Just checking if this is normal for UV coated license plates

I tried posting some pics but it is hard to get the right angle with my phone
Thanks


----------



## skdave (Apr 11, 2008)

This is called orange peel. In this case you paid less and you got orange peel. Certain art does not matter, as with the flag on a plate. If it was a photo from a high priced shooter it would bother me put I think it is ok on a plate.


----------



## skdave (Apr 11, 2008)

I may be wrong . After blowing it up, It may be to MUCH pressure embedding the paper fiber into the soft surface of the coating. 
Try one with almost no pressure and I think you will be good to go.
I assume you are press art up and metal down which is the correct method on metal under 16" x20"


----------



## efimage (Apr 23, 2014)

You are spot on about the pressure.
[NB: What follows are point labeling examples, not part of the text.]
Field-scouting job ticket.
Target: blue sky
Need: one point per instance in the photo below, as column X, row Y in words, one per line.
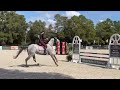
column 48, row 16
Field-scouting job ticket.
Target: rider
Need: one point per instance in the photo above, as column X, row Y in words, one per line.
column 41, row 41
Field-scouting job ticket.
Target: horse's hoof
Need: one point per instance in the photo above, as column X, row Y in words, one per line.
column 26, row 66
column 14, row 57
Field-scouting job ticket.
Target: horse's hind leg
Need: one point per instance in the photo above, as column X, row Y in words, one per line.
column 27, row 60
column 35, row 59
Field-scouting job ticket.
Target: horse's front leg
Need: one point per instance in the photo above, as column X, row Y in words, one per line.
column 54, row 60
column 34, row 59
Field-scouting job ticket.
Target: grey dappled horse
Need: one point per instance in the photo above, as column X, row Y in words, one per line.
column 36, row 49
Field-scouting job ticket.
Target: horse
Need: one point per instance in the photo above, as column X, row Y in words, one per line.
column 33, row 49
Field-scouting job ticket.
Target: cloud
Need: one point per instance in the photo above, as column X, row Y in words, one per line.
column 101, row 20
column 69, row 14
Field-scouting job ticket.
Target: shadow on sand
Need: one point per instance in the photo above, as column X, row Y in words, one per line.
column 31, row 65
column 17, row 74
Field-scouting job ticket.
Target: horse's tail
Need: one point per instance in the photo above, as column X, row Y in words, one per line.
column 21, row 49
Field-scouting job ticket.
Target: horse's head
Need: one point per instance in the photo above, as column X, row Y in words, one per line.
column 53, row 41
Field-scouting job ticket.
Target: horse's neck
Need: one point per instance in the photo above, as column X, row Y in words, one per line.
column 50, row 43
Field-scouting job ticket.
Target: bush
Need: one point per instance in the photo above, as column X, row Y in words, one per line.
column 69, row 58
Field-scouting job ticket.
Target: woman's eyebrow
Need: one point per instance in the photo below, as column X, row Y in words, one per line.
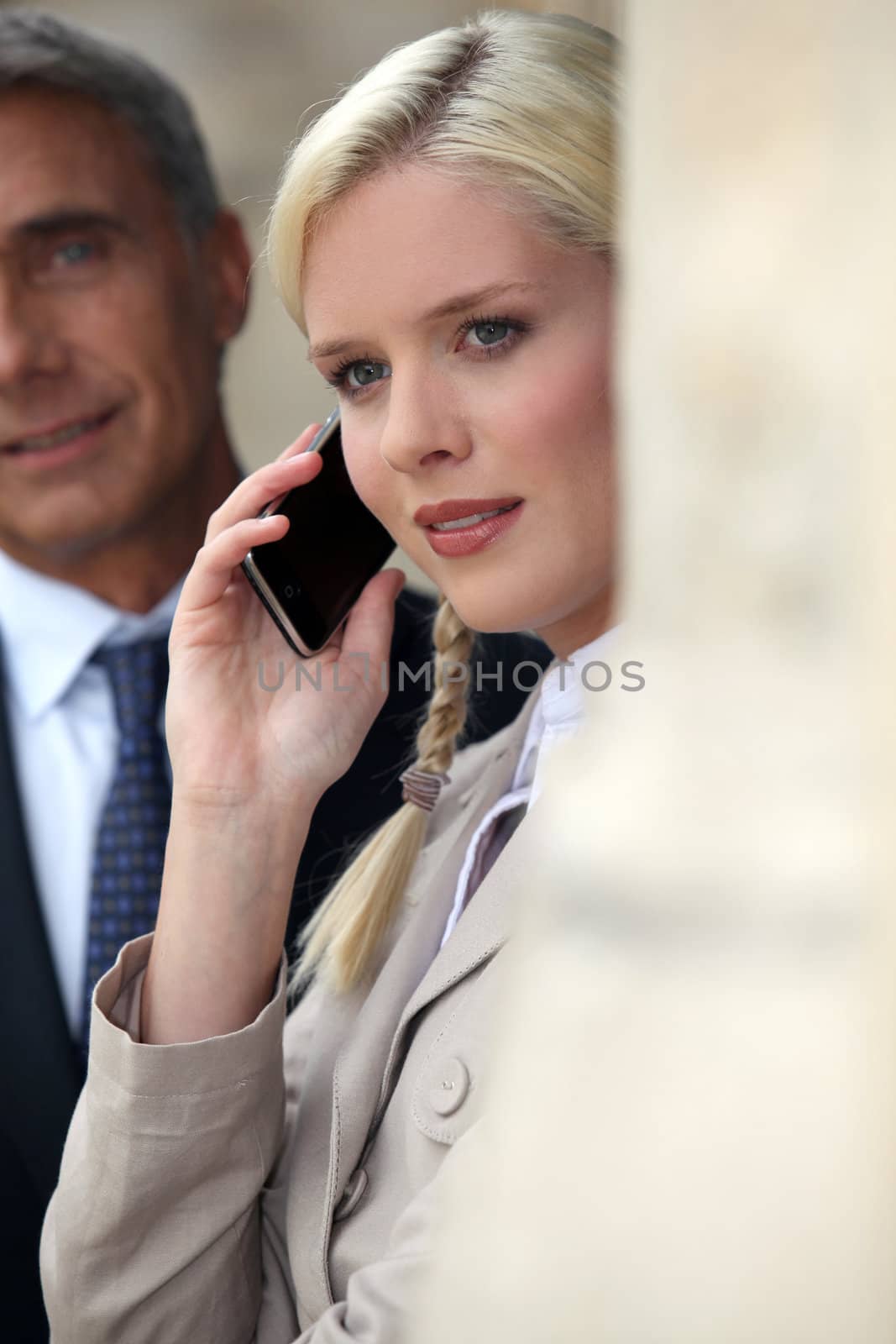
column 473, row 299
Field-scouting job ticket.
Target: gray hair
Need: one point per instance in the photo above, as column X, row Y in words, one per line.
column 38, row 49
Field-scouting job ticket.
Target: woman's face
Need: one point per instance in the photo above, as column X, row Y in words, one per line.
column 473, row 369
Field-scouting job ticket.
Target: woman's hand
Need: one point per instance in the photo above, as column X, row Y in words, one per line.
column 249, row 766
column 230, row 739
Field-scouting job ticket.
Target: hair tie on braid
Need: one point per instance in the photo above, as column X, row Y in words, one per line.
column 422, row 788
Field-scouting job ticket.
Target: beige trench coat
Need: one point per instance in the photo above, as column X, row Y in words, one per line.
column 282, row 1182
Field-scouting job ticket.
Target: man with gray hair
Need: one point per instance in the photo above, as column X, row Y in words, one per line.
column 121, row 282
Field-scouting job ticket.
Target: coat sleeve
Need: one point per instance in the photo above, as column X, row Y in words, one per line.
column 155, row 1230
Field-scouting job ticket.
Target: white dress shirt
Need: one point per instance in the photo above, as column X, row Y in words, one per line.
column 65, row 741
column 557, row 716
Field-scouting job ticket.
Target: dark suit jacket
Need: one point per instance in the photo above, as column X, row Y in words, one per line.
column 40, row 1066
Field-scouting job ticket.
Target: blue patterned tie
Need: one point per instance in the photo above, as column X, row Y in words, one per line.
column 134, row 824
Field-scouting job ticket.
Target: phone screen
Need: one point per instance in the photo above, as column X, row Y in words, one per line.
column 335, row 544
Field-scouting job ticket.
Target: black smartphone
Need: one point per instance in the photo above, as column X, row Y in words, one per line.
column 312, row 577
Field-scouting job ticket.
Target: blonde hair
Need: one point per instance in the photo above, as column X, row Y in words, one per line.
column 526, row 104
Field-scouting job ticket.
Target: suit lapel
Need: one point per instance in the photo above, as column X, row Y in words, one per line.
column 38, row 1058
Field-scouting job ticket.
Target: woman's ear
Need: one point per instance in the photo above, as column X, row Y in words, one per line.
column 228, row 262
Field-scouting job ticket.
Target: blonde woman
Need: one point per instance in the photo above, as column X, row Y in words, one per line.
column 443, row 237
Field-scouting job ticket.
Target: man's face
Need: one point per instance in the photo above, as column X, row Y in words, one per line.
column 110, row 329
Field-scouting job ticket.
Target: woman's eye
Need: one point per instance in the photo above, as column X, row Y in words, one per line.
column 490, row 333
column 71, row 253
column 363, row 373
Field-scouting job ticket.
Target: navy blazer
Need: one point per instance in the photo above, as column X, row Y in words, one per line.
column 42, row 1068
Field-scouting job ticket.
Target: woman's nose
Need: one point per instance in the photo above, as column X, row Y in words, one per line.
column 425, row 425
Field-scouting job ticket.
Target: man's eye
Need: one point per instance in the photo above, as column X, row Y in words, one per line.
column 73, row 253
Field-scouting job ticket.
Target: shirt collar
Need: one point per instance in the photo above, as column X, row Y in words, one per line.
column 560, row 706
column 49, row 629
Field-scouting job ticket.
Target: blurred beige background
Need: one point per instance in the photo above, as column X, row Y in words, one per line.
column 251, row 69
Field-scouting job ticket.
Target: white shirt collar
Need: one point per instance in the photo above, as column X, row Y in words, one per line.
column 49, row 629
column 560, row 706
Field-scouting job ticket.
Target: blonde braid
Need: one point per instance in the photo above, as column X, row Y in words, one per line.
column 342, row 938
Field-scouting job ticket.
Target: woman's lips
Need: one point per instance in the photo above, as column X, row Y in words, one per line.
column 473, row 537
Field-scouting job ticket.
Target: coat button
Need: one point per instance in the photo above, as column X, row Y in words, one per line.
column 351, row 1195
column 452, row 1088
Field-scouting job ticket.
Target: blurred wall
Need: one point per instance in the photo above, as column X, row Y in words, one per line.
column 251, row 69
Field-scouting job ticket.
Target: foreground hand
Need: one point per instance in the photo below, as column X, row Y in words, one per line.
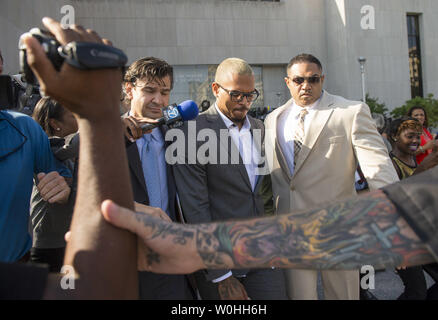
column 132, row 127
column 84, row 92
column 156, row 212
column 232, row 289
column 164, row 247
column 53, row 187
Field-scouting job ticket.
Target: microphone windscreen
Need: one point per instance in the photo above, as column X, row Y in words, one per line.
column 188, row 109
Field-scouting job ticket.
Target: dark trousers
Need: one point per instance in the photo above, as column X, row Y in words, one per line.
column 414, row 282
column 154, row 286
column 260, row 284
column 54, row 257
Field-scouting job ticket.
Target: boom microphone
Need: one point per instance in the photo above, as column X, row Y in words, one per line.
column 174, row 115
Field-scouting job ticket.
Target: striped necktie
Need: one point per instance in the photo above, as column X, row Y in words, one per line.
column 299, row 134
column 150, row 171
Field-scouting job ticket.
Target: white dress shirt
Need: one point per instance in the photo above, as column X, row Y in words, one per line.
column 286, row 127
column 247, row 149
column 248, row 152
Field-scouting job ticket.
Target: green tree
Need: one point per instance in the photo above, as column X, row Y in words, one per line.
column 430, row 104
column 375, row 106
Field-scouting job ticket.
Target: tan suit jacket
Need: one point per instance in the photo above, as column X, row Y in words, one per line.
column 341, row 134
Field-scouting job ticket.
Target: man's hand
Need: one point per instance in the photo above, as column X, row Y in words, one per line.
column 156, row 212
column 132, row 127
column 84, row 92
column 53, row 188
column 232, row 289
column 430, row 161
column 163, row 247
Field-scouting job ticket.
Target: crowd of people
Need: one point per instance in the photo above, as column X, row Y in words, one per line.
column 262, row 227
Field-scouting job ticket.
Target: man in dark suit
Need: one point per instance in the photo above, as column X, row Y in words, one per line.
column 147, row 84
column 220, row 180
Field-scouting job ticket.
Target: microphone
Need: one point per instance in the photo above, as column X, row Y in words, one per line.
column 174, row 115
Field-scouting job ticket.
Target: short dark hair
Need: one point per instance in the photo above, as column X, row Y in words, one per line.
column 151, row 68
column 411, row 110
column 47, row 109
column 304, row 57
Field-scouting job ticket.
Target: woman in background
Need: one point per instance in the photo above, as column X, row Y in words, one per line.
column 426, row 145
column 50, row 222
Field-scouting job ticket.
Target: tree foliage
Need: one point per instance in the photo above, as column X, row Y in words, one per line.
column 375, row 106
column 430, row 104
I know have one more issue. I am pressing at 375 degrees for 65 sec at very light pressure. I am not getting the marks I was before but the Image is not transferring all that good. I am getting some fading . What do you think I should try to increase Temp? or go a little heaver on the pressure. I allotted myself 10 plates to test with. I have used 8 so far


----------



## skdave (Apr 11, 2008)

400 f on the heat 1 min 20 sec Leave the pressure alone. After pressing Flip or Snap the transfer off the metal REAL FAST. Do not drag slowly.


----------



## efimage (Apr 23, 2014)

400F @ 1 min 5 sec gave me bad results not as bad as my original ones but not good. I think my sweet spot using Texprint-R is 385f @ 60sec extremely light pressure

I will say there is a huge difference between the cheaper dye sub aluminum and the Unisub stock. For a comparison I tried a few of the 4x4 test squares i had. I followed Unisubs instructions 400f @ 70 sec medium pressure and they came out perfect. The price difference sucks but the quality is there. 

Since this was my first time doing licensee plates I wanted to get a larger quantity to play around with. I have a order of 15 plates for a realtor this week ( my first order ) and these will hopefully work though I have not received the art work yet. 

As for the better blanks which is better Dynasub or Unisub ?


----------



## cprvh (Jan 23, 2006)

I think you will find the metal works well once you have the correct time/temp/pressure dialed in. We use the following for that metal:

Transfer face up/alum face down with Nomex pad on bottom
350°F
90 seconds

400°F is not the magic temperature for all sublimation products...regardless of what the distributors tell you. As you have found...you have to do some experimenting.


----------



## efimage (Apr 23, 2014)

cprvh can I ask you what heat press are you using ?

My DC16 came with a Nomex pad which I have not used yet. Maybe I will give it a shot. are you using any craft/butcher paper between the pad and the plate ? I was playing around with using blank newsprint and craft paper today. With the heaver craft paper I had to turn the temp up to get the same results.

Any tips to using the Nomex pad

Thanks


----------



## skdave (Apr 11, 2008)

As for the better blanks which is better Dynasub or Unisub ?

Unisub but on a plate it does not matter to me for the price.


----------



## cprvh (Jan 23, 2006)

We use either 16" x 20" or 30" x 40" presses...either one does well. Do use a piece of newsprint or cheap copy paper on top to keep your platen clean.

Use the Nomex pad on the bottom...it will make a world of difference. It's soft so you can use a bit more pressure to get good contact with the plate for even results. I would increase the dwell time instead of the temperature. The high temperature is causing the issues. The dyes should sublimate even below 300°F with longer dwell times.


----------



## efimage (Apr 23, 2014)

Update here. I took cprvh's advice and used the Nomex pad and lowered my heat and increased my dwell time. Since making these changes I have been getting very good repeatable results. I pressed 15 plates last night for a real estate agency and they came out great .

So far I think my sweet spot with these plates are 
Face down on the Nomex pad.
I used a sheet of 24lb 11x17 copy paper on top and bottom
360 F
80 Seconds 
Light - Medium Pressure. 

It took a bunch of blanks to dial it in but since this was my first time I figured I would have a good bit of spoilage. My " day job" is in digital laser printing and I am used to trial and error and testing but what hurts is when it is your money that is going towards the spoilage


----------



## BRC (Mar 27, 2007)

Everyone says that Unisub blanks are better, but my experience having done thousands is just the opposite. The only tags that have faded prematurely are Unisub (yes you can tell the difference, the size of the blank is smaller). The only ones with dents in them right out of the box were Unisub. The only ones with chipped edges were Unisub. The only ones with pieces of coating laying on them just waiting to ruin the tag were Unisub. The one time I mentioned this at a show Unisub said "If you don't like them send them back" so I did even though it was a 200 mile round trip. I have not used their blanks since. High priced does not always mean high quality.


----------